Las organizaciones y estudiantes que promueven la divulgación dicen que lo ven como un acto que reivindica su dignidad. Este es el primer paso para dejar de vivir con vergüenza y miedo de ser detenido y eventualmente deportado, sostienen.
"No tienen que tener miedo de salir del clóset.
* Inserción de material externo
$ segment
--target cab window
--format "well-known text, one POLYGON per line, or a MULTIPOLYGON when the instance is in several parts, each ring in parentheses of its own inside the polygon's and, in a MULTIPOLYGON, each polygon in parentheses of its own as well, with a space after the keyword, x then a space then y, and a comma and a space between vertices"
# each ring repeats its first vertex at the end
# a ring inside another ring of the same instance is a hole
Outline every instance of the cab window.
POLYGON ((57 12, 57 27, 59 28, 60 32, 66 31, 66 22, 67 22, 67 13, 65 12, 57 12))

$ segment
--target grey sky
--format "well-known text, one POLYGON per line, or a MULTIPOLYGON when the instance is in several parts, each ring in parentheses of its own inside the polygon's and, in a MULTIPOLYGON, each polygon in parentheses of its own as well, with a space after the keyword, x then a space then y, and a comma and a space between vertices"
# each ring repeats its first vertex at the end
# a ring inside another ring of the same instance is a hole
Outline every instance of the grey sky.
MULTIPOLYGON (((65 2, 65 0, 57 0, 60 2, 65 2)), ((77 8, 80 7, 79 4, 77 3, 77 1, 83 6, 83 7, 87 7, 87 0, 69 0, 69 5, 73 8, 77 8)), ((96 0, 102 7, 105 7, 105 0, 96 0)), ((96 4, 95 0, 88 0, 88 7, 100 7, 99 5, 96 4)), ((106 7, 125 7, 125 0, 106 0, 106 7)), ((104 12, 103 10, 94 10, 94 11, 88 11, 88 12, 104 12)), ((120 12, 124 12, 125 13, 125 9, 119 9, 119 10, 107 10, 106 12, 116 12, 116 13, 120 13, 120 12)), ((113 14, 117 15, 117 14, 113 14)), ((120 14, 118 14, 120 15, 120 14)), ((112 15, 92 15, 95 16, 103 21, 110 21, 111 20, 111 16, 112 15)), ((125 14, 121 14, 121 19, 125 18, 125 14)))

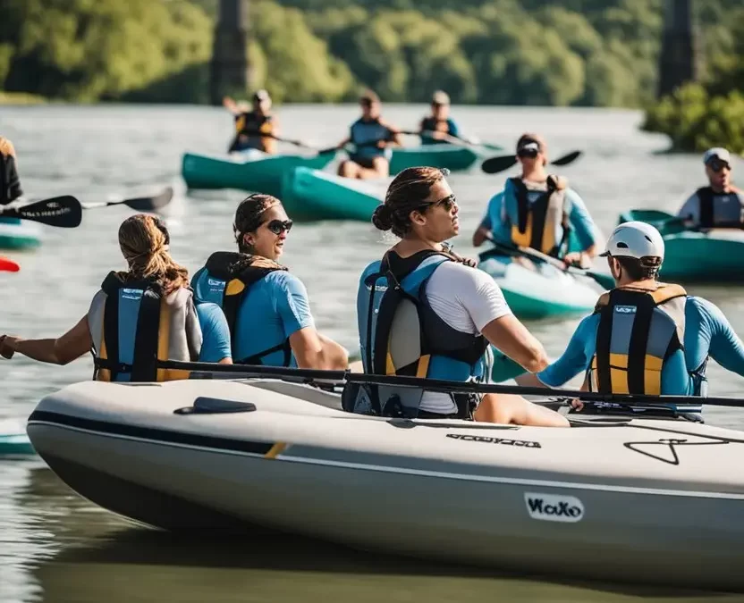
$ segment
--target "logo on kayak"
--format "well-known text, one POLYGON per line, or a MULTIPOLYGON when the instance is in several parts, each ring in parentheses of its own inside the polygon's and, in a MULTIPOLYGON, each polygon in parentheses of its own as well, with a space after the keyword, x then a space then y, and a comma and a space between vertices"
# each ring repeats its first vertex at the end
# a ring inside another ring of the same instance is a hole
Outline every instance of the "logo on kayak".
POLYGON ((488 438, 486 436, 472 436, 465 433, 448 433, 447 438, 461 440, 466 442, 481 442, 483 444, 502 444, 503 446, 516 446, 525 448, 539 448, 540 442, 533 442, 528 440, 510 440, 509 438, 488 438))
POLYGON ((584 518, 584 504, 575 496, 525 492, 524 501, 532 519, 575 523, 584 518))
Salir del clóset es precisamente dejar de tener miedo, decir a otros indocumentados y a sus padres que no estamos solos", dijo Lizbeth Mateo, cofundadora de la coalición de organizaciones pro Dream Act.
Pero no todos los activistas a favor de la legalización de los "dreamers" creen que es una buena idea revelarse como indocumentado.  Entre ellos está la Coalición por los Derechos Humanos de los Inmigrantes, que llama a los jóvenes a medir antes las consecuencias.
Jorge Mario Cabrera, portavoz de la organización, dijo que lo prioritario es que al revelar su situación los jóvenes no sean despedidos de sus empleos, pierdan becas o, peor, aceleren su deportación a su país de origen, que en la mayoría de los casos es México.
El clima político actual en Estados Unidos, que ha permitido la puesta en marcha de programas como Comunidades Seguras, que enfatiza la deportación de personas con antecedentes penales, pero que se cree que no se asegura demasiado de concentrarse sólo en este grupo, no se presta para tomar riesgos, dijo la abogada de Inmigración Jessica Domínguez.
"Cada semana veo a jovencitos pasar por la pesadilla de enfrentar una audiencia de deportación con ICE (Servicio de Inmigración y Control de Aduanas) o jueces de Inmigración y no es nada fácil salir de estas situaciones'', dijo.
Pero para Diana Rebolledo, una estudiante mexicana de leyes en Detroit, salir del clóset hace dos años no sólo no significó perder su empleo de intendencia en una fábrica automotriz, sino que le dio tranquilidad.
"Se trata de aceptar quien eres, aceptar tu estatus migratorio", dijo la joven. "Las deportaciones existieron antes de que comenzamos a salir del clóset y seguirán haciéndolas. No han parado, eso no ha cambiado'', recordó.